On February 28, 2015, I received a long letter from someone I did not know in response to a blog I had posted on IsBlog back in June 22, 2011, describing a conference that was held at Netanya Academic College (NAC) entitled “The Worldwide Awakening of the Descendants of the Secret Jews (Anousim).”  This was quite a startling letter, since it was a cri de coeur. The author (whose name I will not divulge) was a respectable professional from New York whose family had moved there from Puerto Rico.  He was very concerned about the fate of people like himself who had discovered that they were in fact descendants of Secret Jews (Crypto-Jews, marranos or Bnei Anousim).

In that and subsequent correspondence, he explained that he had decided to explore the genealogy of his family background, tracing it from Puerto Rico back to Spain in the early 1500’s.  He discovered that some of his ancestors had left Spain and Portugal after the Inquisition had arrived, traveled to Flanders and the Canary Islands, finally settling in the remote mountainous interior of Puerto Rico. In trying to understand why they made this extreme transition, he came to the inescapable conclusion that they had been Secret Jews and were escaping the Inquisition, as many thousands of Secret Jews had done.  These were the descendants of Jews who had been forcibly converted to Christianity (conversos), yet remained secretly true to their own traditions.

Any small infraction (such as wearing clean clothes on Saturday, not eating pork, or lighting candles on Friday night) could result in a family being accused of the capital crime of Judaizing, which could lead to torture, ruination and death.   For this reason, many descendants of Secret Jews fled from Spain and Portugal into the remote regions of their colonies.  Other inquiries and family traditions, whose Judaic origins had been forgotten, convinced him that they were in fact Bnei Anousim.  This was a shocking revelation to someone who had been brought up all their life thinking that they were Protestant.

Having come to terms with the implications of this discovery, he had delved into the history and background and had come across my blog article.  It happened that we were just about to have another conference on the subject, entitled “Mapping the Anousim Diaspora: Six centuries of pushing borders,” held at NAC by the Institute for Sefardi and Anousim Studies on March 23, 2015.  Because of his mounting curiosity, never having attended a conference on this subject, on short notice he decided to come.

I met him at his hotel and we got to know each other.  I also took him back and forth with me to the conference.  We got along extremely well and I and others answered his many questions and concerns.  I also had the privilege of taking him to his first Shabbat service in a synagogue.  He also met two other people at the conference who had come from Puerto Rico and shared his background, as well as several others, some of whom had converted to Judaism.  I believe this was all quite an overwhelming experience for him.

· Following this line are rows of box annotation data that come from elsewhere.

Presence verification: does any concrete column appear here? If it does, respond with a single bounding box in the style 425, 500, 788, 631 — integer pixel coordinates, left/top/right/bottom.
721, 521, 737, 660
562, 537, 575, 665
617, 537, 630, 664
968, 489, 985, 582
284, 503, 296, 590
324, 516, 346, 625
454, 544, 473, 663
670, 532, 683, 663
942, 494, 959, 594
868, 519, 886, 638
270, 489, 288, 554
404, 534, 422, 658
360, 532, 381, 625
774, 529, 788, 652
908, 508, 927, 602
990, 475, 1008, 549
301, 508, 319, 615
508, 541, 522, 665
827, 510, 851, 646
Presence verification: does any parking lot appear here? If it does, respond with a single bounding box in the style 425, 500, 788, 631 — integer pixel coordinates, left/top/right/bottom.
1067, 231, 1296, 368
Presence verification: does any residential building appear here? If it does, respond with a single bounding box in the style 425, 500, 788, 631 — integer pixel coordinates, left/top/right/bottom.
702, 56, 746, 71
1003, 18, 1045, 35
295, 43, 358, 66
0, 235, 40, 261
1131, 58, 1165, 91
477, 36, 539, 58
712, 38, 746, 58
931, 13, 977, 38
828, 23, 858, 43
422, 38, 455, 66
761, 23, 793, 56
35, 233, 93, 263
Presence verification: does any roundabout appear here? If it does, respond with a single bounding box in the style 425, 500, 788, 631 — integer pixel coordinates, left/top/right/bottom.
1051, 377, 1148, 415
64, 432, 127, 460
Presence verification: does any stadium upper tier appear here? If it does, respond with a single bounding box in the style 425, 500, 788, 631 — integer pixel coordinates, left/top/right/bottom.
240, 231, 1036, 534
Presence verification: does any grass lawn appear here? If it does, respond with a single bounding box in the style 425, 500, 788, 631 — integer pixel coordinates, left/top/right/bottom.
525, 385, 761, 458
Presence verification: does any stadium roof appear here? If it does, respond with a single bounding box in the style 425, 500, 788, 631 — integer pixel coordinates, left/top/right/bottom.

Upon returning to the US he started a process of returning to Judaism and rejoining the Jewish people.  You must understand that the difference between “returning” and “converting” is a big distinction for such Bnei Anousim (as it has been for other groups, such as the Ethiopian Jews).  In general, the Rabbinate and the Israel Ministry of the Interior, require documentary evidence that the matrilineal line has always been Jewish.  In many and perhaps most cases this is impossible.  Hence some Bnei Anousim simply take a conversion course, but some refuse and say that since they are Jewish by birth they should not have to convert.

In his case, he was not able to provide sufficient documentation to satisfy the rabbinate in New York, but his evident sincerity and commitment to becoming an Orthodox Jew, led the Rabbis to accept him as Jewish.  On Yom Hashoah last (May 3) he was accepted by the Beth Din of Queens NY as a Jew, he received immersion in the mikve and had an aliyah in the Orthodox synagogue.  This was an epic return and the righting of a historic wrong, in which I am proud to have played some small part.  Mazaltov!